Fig. 5: — **Sensitivity test on simulations with noise variation.** Noise variation was introduced to increase complexity of simulated EHR data. Accuracy, sensitivity, and specificity were calculated for parameters A. random noise scale, B. co-occurrence noise mean, and C. number of noise groups.

Sensitivity testing in simulated EHR data: The output from DETECT is a table of all pairwise tests of relative risk between intermediate codes and outcomes, with co-occurrence counts, relative risk scores, and confidence information returned. A filtered list of intermediate codes with relative risk significantly greater than 1 (odds ratio p-value ≤ 0.05) are returned in a list for each outcome specified; these are signpost codes. The identified signpost codes for each outcome are tested against the known signpost codes that were embedded in the trajectories of that outcome. Comparing these two lists, we calculated the balanced accuracy ((sensitivity+specificity)/2), sensitivity (TP/(TP+FN)), and specificity (TN/(TN+FP)) to measure the correctness of feature selection. We benchmarked our approach additionally by parameterization. We tested a range of values for fixed and sampled variables, varying the noise level of the data to determine if the method was sensitive to a particular attribute.

DETECT simulation parameters for benchmarking: Table 1 contains parameters that the user can set to generate simulated temporal EHR data (binary variables) in the simulation part of the DETECT algorithm. To generate 879 simulation datasets for this study, approximately 200 single-threaded jobs were run concurrently, using up to 300 core hours and completed in 1.5hrs.

Table 1:

User-defined parameters for generating simulated individual-level temporal EHR data in DETECT. The max of a uniform distribution is denoted as b. The mean of an exponential distribution is denoted as 1/λ.

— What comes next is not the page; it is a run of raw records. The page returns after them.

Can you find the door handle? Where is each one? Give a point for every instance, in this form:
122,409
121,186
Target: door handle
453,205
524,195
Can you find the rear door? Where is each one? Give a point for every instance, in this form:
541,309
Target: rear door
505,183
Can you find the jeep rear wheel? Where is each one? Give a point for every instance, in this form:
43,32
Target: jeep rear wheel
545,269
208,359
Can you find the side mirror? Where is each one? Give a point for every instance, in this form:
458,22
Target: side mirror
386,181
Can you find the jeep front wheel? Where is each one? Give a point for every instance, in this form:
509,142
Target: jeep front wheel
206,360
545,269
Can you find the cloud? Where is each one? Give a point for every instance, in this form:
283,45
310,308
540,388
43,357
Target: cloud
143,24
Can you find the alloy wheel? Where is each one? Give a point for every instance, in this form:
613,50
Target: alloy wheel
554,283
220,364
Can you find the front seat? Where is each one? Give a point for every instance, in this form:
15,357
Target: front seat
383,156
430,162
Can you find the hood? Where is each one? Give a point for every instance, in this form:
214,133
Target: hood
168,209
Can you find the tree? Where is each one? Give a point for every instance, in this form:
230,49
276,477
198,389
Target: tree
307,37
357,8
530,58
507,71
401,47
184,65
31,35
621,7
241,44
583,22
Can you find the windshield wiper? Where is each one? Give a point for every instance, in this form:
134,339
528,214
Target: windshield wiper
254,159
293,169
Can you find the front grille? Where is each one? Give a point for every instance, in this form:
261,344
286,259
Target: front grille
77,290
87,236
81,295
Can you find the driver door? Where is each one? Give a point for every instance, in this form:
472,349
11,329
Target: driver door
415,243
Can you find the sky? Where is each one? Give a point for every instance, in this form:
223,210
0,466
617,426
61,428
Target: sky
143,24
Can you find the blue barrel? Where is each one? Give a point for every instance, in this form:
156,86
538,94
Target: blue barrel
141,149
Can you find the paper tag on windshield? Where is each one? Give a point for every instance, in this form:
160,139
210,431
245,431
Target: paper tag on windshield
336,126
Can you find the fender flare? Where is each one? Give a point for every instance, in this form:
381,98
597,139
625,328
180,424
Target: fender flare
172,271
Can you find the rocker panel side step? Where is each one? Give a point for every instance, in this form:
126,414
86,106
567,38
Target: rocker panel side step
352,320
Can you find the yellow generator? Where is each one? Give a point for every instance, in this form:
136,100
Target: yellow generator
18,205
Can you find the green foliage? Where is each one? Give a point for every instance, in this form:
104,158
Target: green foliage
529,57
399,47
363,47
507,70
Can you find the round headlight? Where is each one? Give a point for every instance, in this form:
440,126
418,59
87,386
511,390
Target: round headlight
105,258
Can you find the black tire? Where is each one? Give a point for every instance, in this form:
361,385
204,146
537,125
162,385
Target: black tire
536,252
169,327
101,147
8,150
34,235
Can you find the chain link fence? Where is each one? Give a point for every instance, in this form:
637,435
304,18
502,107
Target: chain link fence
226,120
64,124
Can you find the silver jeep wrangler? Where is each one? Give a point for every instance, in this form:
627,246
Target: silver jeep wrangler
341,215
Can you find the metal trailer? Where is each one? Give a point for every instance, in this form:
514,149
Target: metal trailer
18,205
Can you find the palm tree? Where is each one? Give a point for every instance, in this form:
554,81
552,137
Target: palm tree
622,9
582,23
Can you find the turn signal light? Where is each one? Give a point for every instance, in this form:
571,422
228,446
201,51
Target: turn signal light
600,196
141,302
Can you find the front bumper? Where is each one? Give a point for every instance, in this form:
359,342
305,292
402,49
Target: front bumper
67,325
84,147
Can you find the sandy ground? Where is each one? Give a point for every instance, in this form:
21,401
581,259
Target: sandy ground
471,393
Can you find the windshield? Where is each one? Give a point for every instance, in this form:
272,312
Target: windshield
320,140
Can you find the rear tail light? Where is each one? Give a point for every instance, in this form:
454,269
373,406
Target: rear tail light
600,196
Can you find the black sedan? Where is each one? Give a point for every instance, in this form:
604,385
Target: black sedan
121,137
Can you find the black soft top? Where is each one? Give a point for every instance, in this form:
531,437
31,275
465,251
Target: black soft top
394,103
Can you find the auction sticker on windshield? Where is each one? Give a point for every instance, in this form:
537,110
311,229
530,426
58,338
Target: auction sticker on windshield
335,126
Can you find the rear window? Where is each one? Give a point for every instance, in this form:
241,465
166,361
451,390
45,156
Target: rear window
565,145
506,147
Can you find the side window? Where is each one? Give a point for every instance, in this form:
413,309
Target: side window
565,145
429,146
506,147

Category	Parameter Name	Parameter Description	Default
Outcome	Number of Outcomes	Number of outcomes tested	10
	Maximum Outcome Prevalence	b of uni. dist. for sampling prevalence	0.1
	Co-Occurrence Mean	Ilk of exp. dist. for sampling code probabilities	0.04
Noise Layer 1	Number of Noise Groups	Number of noise groups simulated	20
	Maximum Noise Group Prevalence	b of uni. dist. for sampling prevalence	0.01
	Noise Prevalence Mean	Ilk of exp. dist. for sampling code probabilities	0.5
Noise Layer 2	Maximum Random Noise Fraction	b of uni. dist. for sampling noise to add/subtract	0.05
Baseline	Population Size	Number of individuals in the population	150,000
	Number of Codes	Number of codes simulated	1500

Open in a new tab

Additional Output from Application of the method to real-world EHR Data: A file with trajectories for all individuals is produced separately for each outcome, containing the extracted signpost features, index code, and outcomes. A JSON file with time deltas between each feature is also produced to accompany each trajectory file. Code for the analysis is available: https://github.com/5inghalp/DETECT.

Results

In this study, we demonstrate the ability and utility of our algorithm DETECT to generate patient-level trajectories using simulated and real-world EHR data. Our real-world analysis uses EHR data from the Penn Medicine health system on 145,575 patients diagnosed with HTN. HTN was defined as our index code, we generated and evaluated trajectories for eight outcomes of interest (Fig. 6).

Fig. 6: — **Comorbidity architecture of HTN outcomes in temporal framework. A.** The heatmap indicates the frequency of signpost ICD codes (grouped to ICD disease categories based on the latest international version) for each outcome of interest. Sample sizes are indicated for each outcome. B. Trajectory plot shows average time (in years) to outcome for the top 20 highest RR signpost codes detected for heart attack (left) and stroke (right). In each plot, the color represents self-reported ancestry, and the size of the circle corresponds to sample size.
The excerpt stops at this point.